“Švejk is incredibly topical today”: Manuscript of classic shown in Prague

The original manuscript of Jaroslav Hašek’s The Good Soldier Švejk

Jaroslav Hašek’s The Good Soldier Švejk is one of the most popular Czech books ever published. So it was a special occasion when the original manuscript of the classic novel was exhibited to the public for one day only on Tuesday by Prague’s Museum of Czech Literature.

The Fateful Adventures of the Good Soldier Švejk During the World War, to give it its full title, is said to be the most translated work in Czech literature and has fans around the world.

Petr Kotyk | Photo: Ian Willoughby,  Radio Prague International

On Tuesday, 172 pages of Jaroslav Hašek’s original manuscript of the first part of the great unfinished comic novel went on display – for one day only – at Prague’s Museum of Czech Literature.

Museum archivist Petr Kotyk is the curator of the small but captivating show.

“The manuscript shows that Hašek was well aware of the kind of work he was writing. In the first ‘notebook’ edition he said, ‘Throw away your Tarzan and put Švejk on your bookshelves – this is a revolution in Czech and world literature.’

"They sold the notebooks around the pubs but also written on them was: ‘This is now coming out in the US, France and Germany and it’s a work of world importance.’

"And that was just the first few dozen pages.”
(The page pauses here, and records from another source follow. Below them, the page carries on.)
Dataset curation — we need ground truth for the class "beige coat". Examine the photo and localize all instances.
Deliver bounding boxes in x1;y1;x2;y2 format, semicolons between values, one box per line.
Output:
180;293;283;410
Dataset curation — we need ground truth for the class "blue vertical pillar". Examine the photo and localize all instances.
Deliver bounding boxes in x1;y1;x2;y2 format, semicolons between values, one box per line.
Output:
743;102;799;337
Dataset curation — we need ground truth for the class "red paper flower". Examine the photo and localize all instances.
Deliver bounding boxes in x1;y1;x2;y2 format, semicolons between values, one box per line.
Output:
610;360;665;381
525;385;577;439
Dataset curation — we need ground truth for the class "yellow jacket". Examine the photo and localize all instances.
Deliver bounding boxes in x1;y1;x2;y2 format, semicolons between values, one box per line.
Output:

The original manuscript of Jaroslav Hašek’s The Good Soldier Švejk | Photo: Ian Willoughby,  Radio Prague International

Some words are crossed out and replaced in the handwritten manuscript on show, but not many. Evidently the author had a very clear vision of the book.

“He had Švejk mapped out in his head – just like the way Bohumil Hrabal sat at a typewriter and wrote out those long texts.

"Hašek sat like a sphinx in the pub and prepared it all in his mind; that’s how he composed it.”

Mr. Kotyk says the author, a true bohemian and fascinating character in his own right, didn’t always use regular paper.

Prague’s Museum of Czech Literature | Photo: Ian Willoughby,  Radio Prague International

“When there was nothing at hand, Hašek took some paper, for example from a company selling furniture or a butcher’s, cut it in half and wrote on it.

"The printer who received it placed the text in front of himself and then typeset it. When a page was ready, he produced a rough version, which went back to Hašek for a final look through.”

The Good Soldier Švejk was gradually published between 1921 and 1923 and since then has earned a reputation as one of the great anti-war novels.

Petr Kotyk says it retains its power a century later.

“Švejk is incredibly topical today. In 1916 Hašek was in Russia where today the most intense battles are taking place – the Ukrainians’ defensive actions against the Russian aggressor.

Photo: Ian Willoughby,  Radio Prague International

"That war isn’t just, and World War I wasn’t either.

"Because it’s a world, anti-war novel which is deep and symbolic, it’s still being translated to this day."

New German and Italian translations of Švejk have recently appeared, while a fresh English version is in the works.

Tuesday’s one-day exhibition will not be the last. The Museum of Czech Literature plans a series of such displays as a means of highlighting the riches it its collection.